Aigre-Doux commence par une conversation anodine entre jeunes jusqu’à ce que la question fuse: «Au fait d’où tu viens, c’est quoi ton origine?». La question, pas vraiment méchante, constitue la goutte qui fait déborder le vase: «Pourquoi personne ne s‘intéresse plutôt à ma personnalité?», se demande le personnage, «à ce qui me fait rire ou pleurer?». Le narrateur ou la narratrice – le livre ne le révèle pas – estime que «cela fait trop longtemps qu’on me met à distance, des années que tout le monde la ramène sur des racines que je devrais avoir à cause de mes origines alors que je fais ce que je peux pour exister par moi-même».
S’il y a quelqu’un qui a réussi à exister par lui-même, c’est bien le romancier Wilfried N’Sondé. Parti perdant de Paris malgré un diplôme de la Sorbonne: «les loyers étaient chers, je ne trouvais pas de boulot, j’étais régulièrement contrôlé par la police», il se retrouve «comme un king» à Berlin-Ouest et découvre le champ des possibles.
«À Berlin je n’étais pas un cliché mais un point d’interrogation»
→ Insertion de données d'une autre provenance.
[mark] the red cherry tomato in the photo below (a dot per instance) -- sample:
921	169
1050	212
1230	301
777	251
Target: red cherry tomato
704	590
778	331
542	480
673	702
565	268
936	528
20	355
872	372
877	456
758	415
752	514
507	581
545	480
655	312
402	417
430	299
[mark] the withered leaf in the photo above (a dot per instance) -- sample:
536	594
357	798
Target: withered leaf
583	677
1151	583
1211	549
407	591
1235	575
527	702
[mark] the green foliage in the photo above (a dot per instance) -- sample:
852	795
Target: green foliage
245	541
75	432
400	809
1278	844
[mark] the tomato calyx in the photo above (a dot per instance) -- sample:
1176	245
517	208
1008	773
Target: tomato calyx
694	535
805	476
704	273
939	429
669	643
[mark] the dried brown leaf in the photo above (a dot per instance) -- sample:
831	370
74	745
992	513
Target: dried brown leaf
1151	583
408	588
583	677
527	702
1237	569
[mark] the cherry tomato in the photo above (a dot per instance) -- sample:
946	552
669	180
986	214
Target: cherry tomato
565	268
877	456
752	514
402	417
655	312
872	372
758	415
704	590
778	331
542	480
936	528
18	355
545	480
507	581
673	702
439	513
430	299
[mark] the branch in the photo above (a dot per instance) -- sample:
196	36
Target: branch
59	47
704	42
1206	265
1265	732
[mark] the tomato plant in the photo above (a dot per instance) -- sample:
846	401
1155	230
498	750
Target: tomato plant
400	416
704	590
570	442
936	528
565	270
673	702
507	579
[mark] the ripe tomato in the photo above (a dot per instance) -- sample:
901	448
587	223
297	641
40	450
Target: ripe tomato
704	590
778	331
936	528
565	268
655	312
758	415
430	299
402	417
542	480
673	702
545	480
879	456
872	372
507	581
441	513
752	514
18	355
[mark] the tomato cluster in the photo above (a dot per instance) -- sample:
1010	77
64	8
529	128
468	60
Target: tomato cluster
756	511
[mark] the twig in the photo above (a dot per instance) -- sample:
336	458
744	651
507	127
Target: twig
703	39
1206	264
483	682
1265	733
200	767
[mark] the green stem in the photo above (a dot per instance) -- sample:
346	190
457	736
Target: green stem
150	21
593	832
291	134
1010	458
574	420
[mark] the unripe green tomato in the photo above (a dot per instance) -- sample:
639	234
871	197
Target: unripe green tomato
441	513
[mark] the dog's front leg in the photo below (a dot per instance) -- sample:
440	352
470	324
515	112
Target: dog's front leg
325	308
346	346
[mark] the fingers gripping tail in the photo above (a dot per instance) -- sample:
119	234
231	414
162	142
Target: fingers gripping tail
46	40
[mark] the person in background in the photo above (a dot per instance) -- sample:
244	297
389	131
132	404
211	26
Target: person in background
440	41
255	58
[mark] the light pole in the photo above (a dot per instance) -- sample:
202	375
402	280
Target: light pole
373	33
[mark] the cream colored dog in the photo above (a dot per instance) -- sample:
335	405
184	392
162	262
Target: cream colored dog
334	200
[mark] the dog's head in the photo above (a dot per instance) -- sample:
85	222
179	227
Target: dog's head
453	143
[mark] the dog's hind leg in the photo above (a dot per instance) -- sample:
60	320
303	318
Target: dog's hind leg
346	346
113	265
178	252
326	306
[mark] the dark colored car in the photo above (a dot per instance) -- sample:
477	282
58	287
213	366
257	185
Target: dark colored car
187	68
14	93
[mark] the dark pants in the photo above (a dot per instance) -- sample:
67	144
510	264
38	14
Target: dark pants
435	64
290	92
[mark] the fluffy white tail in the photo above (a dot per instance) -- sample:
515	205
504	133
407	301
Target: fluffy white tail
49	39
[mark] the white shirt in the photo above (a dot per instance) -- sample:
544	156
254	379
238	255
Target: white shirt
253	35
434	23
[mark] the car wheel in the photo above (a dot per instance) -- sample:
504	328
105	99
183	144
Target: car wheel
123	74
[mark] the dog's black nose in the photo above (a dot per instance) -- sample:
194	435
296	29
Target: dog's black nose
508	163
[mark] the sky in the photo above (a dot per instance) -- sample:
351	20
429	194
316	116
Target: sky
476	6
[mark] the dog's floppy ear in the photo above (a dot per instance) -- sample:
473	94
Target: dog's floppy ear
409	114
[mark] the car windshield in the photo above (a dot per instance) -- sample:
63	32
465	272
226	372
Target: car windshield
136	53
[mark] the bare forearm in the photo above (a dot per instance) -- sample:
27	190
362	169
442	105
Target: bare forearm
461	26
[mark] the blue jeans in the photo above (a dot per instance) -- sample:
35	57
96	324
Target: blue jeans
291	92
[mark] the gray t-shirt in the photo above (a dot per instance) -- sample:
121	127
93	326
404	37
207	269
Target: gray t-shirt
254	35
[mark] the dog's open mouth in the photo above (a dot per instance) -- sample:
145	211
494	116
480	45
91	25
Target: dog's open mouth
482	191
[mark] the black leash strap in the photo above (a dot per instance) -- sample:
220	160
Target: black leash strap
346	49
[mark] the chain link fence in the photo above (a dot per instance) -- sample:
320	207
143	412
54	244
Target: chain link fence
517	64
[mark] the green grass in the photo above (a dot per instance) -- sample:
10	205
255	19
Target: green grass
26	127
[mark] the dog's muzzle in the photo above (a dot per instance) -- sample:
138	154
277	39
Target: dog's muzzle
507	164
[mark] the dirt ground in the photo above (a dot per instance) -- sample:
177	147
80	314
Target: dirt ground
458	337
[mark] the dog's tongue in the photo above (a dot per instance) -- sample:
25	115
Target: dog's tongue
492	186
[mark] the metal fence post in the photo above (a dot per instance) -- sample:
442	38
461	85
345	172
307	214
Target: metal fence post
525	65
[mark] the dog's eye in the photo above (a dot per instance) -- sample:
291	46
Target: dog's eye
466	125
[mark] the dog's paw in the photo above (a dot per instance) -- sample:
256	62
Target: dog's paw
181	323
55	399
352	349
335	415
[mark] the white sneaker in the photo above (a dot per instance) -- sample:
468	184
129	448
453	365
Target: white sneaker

«Pour les Berlinois je n’étais pas un cliché mais un point d’interrogation», reprend Wilfried N’Sondé. Avant de s’exclamer: «Quelle libératrice liberté! C’était à moi de leur expliquer qui j’étais». Travailleur social, il est aussi musicien (il forme un groupe avec son frère Serge) et il écrit des nouvelles qui arrivent un peu par hasard dans les mains de l’auteur et journaliste allemand Hans Christoph Buch. Ce dernier apprécie le talent et établit le contact avec l’éditeur français Actes Sud. «Aussi simple que cela», sourit l’écrivain: «C’est ainsi qu’est né mon premier livre Le Cœur des enfants léopards». Publié en 2007, ce titre couronné notamment par le Prix Senghor et celui des Cinq continents de la francophonie séduit aussi parce qu'il traite de l’immigration en se jouant des habituels clichés.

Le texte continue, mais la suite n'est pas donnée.